The reasons for the growing interest in RCA are multiple: 

  • the 2017 IIA IPPF requirement that internal audit should be insightful, proactive and future focused
  • an IIA practice advisory note that states that IA teams are failing to add value if they simply ask management to fix problems without addressing the underlying reasons that caused the problems to arise
  • an increasing sense within audit (and risk and compliance) teams that they are seeing the same, or similar, issues over and over again (Groundhog Day)
  • a growing interest in risk culture and a realisation that effective root cause analysis is an important ‘gateway’ into this area.

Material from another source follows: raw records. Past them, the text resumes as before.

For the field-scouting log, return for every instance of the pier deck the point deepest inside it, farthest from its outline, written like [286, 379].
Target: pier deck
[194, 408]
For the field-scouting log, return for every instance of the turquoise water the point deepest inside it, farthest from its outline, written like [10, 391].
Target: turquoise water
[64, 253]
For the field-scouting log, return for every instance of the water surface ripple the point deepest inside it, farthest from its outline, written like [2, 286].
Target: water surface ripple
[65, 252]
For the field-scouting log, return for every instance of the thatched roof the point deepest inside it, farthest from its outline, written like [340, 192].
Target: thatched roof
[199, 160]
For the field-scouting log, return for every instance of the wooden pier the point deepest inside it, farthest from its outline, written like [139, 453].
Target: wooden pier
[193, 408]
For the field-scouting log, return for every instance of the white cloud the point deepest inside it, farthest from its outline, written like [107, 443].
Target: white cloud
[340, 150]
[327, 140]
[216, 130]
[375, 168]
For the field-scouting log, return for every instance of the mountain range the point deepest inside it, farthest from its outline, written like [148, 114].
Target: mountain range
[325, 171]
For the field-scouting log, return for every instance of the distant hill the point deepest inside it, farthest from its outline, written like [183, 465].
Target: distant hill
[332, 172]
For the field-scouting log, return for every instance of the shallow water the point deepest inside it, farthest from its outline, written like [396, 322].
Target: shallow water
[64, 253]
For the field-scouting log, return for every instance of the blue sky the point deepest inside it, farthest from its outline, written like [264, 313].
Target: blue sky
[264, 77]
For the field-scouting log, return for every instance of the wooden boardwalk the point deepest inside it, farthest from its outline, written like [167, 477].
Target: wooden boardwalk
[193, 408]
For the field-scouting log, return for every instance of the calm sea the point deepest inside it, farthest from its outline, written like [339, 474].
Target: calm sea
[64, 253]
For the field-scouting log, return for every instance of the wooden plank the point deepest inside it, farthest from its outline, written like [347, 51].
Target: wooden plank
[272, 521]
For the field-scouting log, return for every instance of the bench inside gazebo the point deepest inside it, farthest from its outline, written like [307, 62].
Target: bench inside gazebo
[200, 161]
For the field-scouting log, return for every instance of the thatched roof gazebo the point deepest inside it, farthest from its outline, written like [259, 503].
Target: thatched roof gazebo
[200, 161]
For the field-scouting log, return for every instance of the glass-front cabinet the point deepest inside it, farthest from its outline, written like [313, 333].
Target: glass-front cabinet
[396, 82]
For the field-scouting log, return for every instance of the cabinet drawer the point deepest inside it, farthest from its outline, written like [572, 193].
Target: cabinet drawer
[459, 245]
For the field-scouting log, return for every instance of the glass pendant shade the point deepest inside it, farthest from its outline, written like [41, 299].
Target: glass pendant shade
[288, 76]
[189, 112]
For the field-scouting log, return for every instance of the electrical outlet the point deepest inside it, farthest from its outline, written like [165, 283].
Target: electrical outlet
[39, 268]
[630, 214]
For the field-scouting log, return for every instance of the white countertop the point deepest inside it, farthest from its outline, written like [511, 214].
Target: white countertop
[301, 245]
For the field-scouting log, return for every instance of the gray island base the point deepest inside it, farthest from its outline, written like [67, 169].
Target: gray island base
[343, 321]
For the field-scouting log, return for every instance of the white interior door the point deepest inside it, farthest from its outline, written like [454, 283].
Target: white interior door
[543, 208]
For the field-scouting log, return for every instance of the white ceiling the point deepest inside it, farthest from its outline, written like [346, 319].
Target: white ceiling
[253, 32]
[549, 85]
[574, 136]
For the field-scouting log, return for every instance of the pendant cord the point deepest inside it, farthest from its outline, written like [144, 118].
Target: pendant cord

After a career in finance, my first serious interest in RCA came when I worked in HR, helping to make change programmes more successful. Later, when I was global head of internal audit for AstraZeneca we became interested in lean/agile ways of working – which incorporate two key root cause techniques – the five whys and the Ishikawa (fishbone) diagram. 

These techniques yielded a number of important benefits the first being a clearer basis to write shorter audit reports; for example: a dozen issues found might be due to just five root causes; and if the findings are written in this way, action plans will be more impactful, address key issues and enable internal audit to write a shorter audit report. 

Needless to say, this requires the ability for the audit team to ‘take a step back’ in relation to what they have found and to learn how to combine issues, but I am seeing this become an increasing common practice within audit teams. 

The five whys and the Ishikawa (fishbone) diagram - a dozen issues found might be due to just five root causes

Some basics 

First, we must be disciplined when we talk about what caused an incident, issue or gap; and robust RCA distinguishes between three different types of cause: 

  • the immediate cause – the thing that obviously led to the problem (i.e. the iceberg that struck the Titanic) 
  • the contributing causes – that ‘set the stage’ for the problem to occur (i.e. the northerly route taken by the Titanic, close to an icepack, the speed of the ship, the inadequate look-out arrangements and commercial imperatives that encouraged a northerly route in April, rather than, say, June or July) and then
  • the root cause(s) – which are the causal factors that caused, or could cause, numerous issues to arise, not just the individual problem that occurred on this occasion (in the case of the Titanic, there were multiple root causes, including insufficient lifeboats, flaws in the bulkhead design and an underestimate of the risks that the ship faced (‘the ship will be unsinkable’)). 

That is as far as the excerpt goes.